Léon XIII succédant à Pie IX comprend que la fonction du pape est désormais morale et diplomatique. Qualifié par Jacques Maritain, ancien diplomate français au Vatican, de “firmament théologique, et le Saint-Siège, de puissance morale”.

Une étape suivante surgit avec Pie X et “le droit d’exclusive” supprimé par ce pape, un privilège que la France, l’Espagne et l’Autriche pouvaient exercer sur le conclave lors de l’élection d’un cardinal à la fonction papale.
Le cardinal Mariano Rampolla Del Tindaro, jugé trop francophile aux yeux de l’Autriche, en fera les frais.

Les événements en France autour de 1905 et la dite séparation des pouvoirs, exacerbe à nouveau les rapports du pape, des évêques français, et des autorités civiles.
Plus d’Etat entre les fidèles et la Papauté, une laïcisation à la française qui renforce le lien entre le pontife et les fidèles s’ensuivra.
Le modèle napoléonien d’un Code civil inspirera à l’échelle de l’église celui d’un Code canonique adapté, remplaçant des codes régionaux existants qui se tournent désormais vers celui centralisé du Vatican.

Benoît XV, pape du temps de la Grande guerre, endosse l’habit de la diplomatie de la paix et celui des accords du Latran.
Après des années de conflits entre le Vatican et l’Italie, le pape privé de terres mais assuré d’un pouvoir spirituel sur le catholicisme universel, prend de la distance et de la dimension internationale.
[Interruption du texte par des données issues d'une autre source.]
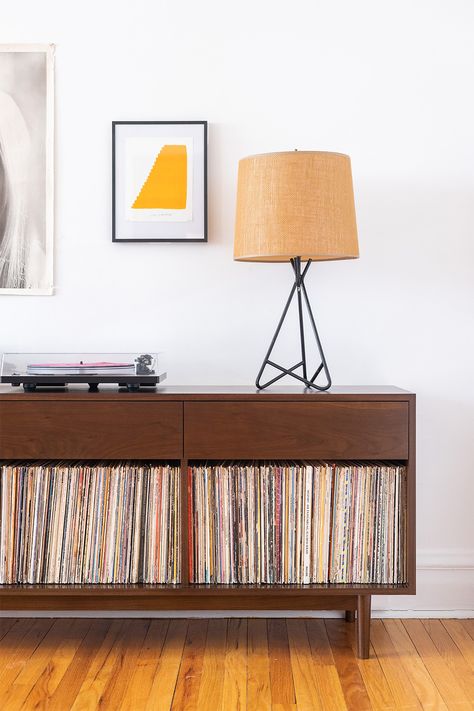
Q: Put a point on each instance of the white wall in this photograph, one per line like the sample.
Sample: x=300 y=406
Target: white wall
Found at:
x=389 y=83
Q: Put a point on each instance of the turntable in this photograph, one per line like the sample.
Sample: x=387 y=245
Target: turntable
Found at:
x=38 y=370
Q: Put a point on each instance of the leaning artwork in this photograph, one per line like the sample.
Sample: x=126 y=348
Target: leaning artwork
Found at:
x=26 y=169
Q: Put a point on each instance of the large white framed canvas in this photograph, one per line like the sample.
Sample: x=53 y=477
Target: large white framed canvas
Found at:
x=159 y=181
x=26 y=168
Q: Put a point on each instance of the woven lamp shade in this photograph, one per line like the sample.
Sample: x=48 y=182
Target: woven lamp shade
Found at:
x=295 y=204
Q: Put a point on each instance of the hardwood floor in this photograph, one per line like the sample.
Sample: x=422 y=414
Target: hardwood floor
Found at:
x=254 y=664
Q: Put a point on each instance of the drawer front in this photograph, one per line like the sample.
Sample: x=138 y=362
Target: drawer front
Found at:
x=330 y=430
x=95 y=430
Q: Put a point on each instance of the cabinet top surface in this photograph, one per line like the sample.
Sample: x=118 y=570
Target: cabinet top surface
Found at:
x=205 y=392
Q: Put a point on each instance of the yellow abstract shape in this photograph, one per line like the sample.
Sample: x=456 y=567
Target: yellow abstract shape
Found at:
x=166 y=184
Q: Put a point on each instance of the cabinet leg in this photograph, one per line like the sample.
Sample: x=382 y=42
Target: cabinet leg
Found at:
x=363 y=626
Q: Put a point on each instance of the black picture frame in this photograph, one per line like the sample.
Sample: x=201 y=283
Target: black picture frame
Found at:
x=117 y=233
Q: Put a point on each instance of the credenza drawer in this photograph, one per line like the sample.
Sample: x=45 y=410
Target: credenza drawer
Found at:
x=90 y=430
x=271 y=430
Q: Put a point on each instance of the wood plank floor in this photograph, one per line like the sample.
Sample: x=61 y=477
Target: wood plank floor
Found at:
x=234 y=664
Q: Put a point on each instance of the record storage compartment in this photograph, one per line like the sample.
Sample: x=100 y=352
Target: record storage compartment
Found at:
x=194 y=426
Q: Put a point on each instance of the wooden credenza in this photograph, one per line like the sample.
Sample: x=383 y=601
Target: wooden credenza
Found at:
x=196 y=424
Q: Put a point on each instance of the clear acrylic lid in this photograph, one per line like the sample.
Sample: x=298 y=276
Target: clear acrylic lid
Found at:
x=145 y=364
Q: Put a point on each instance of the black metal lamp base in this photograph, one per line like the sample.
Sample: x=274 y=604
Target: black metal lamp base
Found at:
x=299 y=289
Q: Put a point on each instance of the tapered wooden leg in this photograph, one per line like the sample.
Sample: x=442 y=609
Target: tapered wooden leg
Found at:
x=363 y=626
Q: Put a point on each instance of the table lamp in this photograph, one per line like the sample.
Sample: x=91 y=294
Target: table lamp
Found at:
x=296 y=206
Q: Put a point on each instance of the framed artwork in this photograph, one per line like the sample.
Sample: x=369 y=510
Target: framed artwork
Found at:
x=159 y=181
x=26 y=168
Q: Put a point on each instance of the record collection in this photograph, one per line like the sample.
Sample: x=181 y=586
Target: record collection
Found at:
x=297 y=523
x=89 y=523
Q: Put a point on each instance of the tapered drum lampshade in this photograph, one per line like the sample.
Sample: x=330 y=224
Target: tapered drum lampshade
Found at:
x=296 y=206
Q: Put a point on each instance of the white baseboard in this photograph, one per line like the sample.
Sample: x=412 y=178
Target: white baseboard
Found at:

Par deux encycliques restées célèbres, contre le nazisme et le communisme, l’autorité morale et spirituelle de Pie XI dépasse les frontières italiennes, et est saluée jusqu’en France par le radical et anticlérical Edouard Herriot comme “autorité qui s’est élevée contre les totalitarismes du XXème siècle.”

La Seconde guerre mondiale bousculera une fois encore la papauté et ses traditions monarchiques.
La célèbre chaise à porteurs utilisée encore par jean XXIII et la tiare rutilante sur sa tête disparaîtront du paysage pontifical dès la fin du Concile Vatican II.
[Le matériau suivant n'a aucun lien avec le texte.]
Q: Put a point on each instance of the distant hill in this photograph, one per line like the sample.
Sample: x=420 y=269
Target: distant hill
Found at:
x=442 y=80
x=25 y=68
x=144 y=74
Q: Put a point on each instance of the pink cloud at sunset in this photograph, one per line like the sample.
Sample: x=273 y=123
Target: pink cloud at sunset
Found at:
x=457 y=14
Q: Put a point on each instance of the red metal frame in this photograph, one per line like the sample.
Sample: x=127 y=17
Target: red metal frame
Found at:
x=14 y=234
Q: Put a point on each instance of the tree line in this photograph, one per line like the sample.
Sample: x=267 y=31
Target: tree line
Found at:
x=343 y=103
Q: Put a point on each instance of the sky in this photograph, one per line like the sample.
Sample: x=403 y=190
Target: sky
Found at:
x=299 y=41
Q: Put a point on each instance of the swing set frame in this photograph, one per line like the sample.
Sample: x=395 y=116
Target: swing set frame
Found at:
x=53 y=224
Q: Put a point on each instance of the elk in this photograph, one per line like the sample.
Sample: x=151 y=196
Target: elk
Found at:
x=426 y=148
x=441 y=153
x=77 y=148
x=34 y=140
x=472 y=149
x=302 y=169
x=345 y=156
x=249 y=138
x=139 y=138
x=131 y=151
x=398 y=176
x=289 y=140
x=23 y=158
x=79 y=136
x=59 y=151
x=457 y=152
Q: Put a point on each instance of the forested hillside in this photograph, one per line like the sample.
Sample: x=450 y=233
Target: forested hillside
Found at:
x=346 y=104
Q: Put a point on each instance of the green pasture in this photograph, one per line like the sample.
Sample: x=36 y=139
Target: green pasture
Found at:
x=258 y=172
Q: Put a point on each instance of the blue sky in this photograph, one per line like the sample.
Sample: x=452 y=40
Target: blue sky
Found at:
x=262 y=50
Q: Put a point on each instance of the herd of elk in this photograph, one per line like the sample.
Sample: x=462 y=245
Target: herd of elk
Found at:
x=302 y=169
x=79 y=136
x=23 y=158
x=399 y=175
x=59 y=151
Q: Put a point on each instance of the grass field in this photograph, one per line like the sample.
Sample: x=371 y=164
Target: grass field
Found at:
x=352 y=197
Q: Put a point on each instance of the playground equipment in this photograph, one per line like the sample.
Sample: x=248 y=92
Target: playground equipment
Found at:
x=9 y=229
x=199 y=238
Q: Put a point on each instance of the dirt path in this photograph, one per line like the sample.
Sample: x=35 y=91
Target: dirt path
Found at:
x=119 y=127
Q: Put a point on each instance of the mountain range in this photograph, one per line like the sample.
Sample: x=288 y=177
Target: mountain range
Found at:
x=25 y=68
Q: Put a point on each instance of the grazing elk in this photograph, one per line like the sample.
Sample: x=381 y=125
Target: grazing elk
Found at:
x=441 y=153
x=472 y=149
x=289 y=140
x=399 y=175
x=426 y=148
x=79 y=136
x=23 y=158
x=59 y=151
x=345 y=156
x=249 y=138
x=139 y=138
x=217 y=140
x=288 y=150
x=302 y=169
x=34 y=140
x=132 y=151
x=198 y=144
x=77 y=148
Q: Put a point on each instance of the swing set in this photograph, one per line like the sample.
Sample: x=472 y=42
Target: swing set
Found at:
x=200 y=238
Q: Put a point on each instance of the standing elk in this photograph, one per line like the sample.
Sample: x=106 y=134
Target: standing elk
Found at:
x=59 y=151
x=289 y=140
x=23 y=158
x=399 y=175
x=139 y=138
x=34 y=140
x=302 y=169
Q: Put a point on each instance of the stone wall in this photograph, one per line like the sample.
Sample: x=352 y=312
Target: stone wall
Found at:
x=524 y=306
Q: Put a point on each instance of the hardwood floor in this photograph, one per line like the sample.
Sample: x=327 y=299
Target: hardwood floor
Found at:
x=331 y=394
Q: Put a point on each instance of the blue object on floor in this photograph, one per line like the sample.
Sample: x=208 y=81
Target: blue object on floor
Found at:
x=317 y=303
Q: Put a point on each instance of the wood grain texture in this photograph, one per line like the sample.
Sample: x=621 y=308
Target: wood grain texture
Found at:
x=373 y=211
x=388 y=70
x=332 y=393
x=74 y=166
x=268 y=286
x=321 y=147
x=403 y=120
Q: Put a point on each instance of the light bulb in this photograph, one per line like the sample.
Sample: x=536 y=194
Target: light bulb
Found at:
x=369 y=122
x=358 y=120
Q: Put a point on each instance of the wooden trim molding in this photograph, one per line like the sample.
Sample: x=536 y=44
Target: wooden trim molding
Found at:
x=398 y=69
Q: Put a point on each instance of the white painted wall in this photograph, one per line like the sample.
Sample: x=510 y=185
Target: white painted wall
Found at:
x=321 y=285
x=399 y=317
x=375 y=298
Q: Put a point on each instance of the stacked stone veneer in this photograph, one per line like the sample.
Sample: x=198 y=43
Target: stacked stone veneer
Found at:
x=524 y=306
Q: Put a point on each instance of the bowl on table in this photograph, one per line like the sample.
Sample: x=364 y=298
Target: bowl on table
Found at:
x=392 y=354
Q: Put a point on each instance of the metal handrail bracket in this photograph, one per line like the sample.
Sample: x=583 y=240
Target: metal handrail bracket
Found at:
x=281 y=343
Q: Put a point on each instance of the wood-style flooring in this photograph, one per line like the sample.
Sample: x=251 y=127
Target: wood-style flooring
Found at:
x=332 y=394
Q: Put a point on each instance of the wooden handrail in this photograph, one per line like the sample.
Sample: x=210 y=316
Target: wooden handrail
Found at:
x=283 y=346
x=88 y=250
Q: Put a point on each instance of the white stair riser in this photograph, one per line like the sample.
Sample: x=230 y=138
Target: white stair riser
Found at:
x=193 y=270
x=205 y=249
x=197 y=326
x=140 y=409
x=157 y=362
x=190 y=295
Le Discours du pape Paul VI à l’ONU en plein concile, donnera le tempo aux changements intervenus des influences de la papauté hors de l’Italie en ces années conciliaires en cours.
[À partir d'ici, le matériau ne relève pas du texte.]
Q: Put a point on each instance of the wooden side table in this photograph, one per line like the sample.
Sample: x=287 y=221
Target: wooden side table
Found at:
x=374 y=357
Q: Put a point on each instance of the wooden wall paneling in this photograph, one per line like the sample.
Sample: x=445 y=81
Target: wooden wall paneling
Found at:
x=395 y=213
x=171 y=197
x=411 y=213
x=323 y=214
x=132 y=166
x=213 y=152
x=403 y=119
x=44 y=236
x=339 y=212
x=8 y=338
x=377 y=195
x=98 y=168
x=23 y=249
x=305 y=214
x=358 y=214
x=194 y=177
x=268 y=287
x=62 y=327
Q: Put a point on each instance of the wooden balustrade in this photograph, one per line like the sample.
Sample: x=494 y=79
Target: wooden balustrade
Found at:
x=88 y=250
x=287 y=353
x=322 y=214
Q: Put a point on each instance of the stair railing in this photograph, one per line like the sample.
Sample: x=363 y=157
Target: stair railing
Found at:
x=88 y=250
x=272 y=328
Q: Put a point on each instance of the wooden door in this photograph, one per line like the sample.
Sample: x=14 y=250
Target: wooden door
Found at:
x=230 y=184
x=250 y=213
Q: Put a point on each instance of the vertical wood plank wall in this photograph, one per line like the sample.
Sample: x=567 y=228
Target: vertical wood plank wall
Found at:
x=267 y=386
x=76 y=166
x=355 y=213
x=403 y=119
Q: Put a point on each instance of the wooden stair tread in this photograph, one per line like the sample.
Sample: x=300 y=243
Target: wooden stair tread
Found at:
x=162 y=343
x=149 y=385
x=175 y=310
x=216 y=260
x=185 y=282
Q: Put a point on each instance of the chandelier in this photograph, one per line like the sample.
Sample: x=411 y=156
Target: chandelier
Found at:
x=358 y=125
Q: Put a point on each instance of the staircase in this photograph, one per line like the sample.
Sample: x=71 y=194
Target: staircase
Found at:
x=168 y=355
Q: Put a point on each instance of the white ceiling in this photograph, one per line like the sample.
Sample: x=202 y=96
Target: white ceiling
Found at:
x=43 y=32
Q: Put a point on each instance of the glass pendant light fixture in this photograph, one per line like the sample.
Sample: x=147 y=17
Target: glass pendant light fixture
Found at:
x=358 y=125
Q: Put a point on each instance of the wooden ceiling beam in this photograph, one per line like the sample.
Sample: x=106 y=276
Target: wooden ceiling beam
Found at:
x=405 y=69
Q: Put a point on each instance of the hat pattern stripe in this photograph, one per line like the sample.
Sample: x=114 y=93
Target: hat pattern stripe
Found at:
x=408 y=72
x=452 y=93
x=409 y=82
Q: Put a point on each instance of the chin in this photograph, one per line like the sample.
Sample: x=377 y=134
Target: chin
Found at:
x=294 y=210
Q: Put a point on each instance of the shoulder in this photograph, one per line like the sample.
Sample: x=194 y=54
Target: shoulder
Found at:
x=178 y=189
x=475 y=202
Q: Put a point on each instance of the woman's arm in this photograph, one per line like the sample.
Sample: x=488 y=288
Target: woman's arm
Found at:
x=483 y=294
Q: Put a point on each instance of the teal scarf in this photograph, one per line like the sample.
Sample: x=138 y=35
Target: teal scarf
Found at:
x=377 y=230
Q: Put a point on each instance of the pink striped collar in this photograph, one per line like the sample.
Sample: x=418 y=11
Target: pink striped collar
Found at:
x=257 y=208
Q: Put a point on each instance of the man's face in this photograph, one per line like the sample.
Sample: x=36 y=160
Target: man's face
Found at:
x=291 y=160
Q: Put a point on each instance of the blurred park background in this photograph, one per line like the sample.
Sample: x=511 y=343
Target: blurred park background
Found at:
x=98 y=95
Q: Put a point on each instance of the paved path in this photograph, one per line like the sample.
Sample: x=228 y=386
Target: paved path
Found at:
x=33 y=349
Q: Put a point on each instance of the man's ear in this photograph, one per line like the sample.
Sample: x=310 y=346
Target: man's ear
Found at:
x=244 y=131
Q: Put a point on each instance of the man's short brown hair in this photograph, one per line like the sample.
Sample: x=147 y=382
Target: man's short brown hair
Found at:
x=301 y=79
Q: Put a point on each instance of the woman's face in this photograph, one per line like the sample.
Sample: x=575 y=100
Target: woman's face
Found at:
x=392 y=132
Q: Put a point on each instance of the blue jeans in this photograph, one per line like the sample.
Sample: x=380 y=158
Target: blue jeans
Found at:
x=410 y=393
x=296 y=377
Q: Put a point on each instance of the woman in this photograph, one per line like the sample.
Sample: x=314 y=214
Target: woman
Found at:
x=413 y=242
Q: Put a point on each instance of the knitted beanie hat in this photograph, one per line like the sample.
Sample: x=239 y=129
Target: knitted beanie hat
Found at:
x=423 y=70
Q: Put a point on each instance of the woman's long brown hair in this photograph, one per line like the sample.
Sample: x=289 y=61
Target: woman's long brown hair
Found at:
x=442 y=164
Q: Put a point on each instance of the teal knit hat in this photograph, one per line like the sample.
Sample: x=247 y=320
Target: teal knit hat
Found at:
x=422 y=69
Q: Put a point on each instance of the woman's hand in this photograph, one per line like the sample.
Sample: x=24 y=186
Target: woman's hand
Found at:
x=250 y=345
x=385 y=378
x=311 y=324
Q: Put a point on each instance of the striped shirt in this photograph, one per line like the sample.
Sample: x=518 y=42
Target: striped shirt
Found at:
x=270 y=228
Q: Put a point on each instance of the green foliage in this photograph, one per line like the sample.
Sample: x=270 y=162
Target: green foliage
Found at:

Messager de paix et de la justice, porteur de la charte des droits humains universelle, le pape Jean Paul II voyagera en 120 pays, accompagné pour nombre d’entre eux, du cardinal Roger Etchegaray.

Changement de monde, changement de dimension universelle, le pontife romain suprême devenu le pasteur universel de l’humanité endosse un uniforme inattendu au regard d’une histoire récente de la papauté. “Le pontificat n’a rien perdu de sa grandeur même si la dimension humaine de la charge apparaît désormais plus distinctement “ diront les historiens contemporains de l’église.
Dans un monde globalisé l’Europe ayant perdu de sa force au sein de l’église, le catholicisme subit de l’intérieur de l’institution de surcroit, un agnosticisme prégnant et contestataire renforcé par l ‘émulation d’églises évangéliques extérieures mettant à rude épreuve les pratique en interne de la transmission de la foi.

Des défis nouveaux pour un Synode en 2023 sur l’évangélisation actuelle en cours d’étude, demeurent des objectifs d’un proche avenir.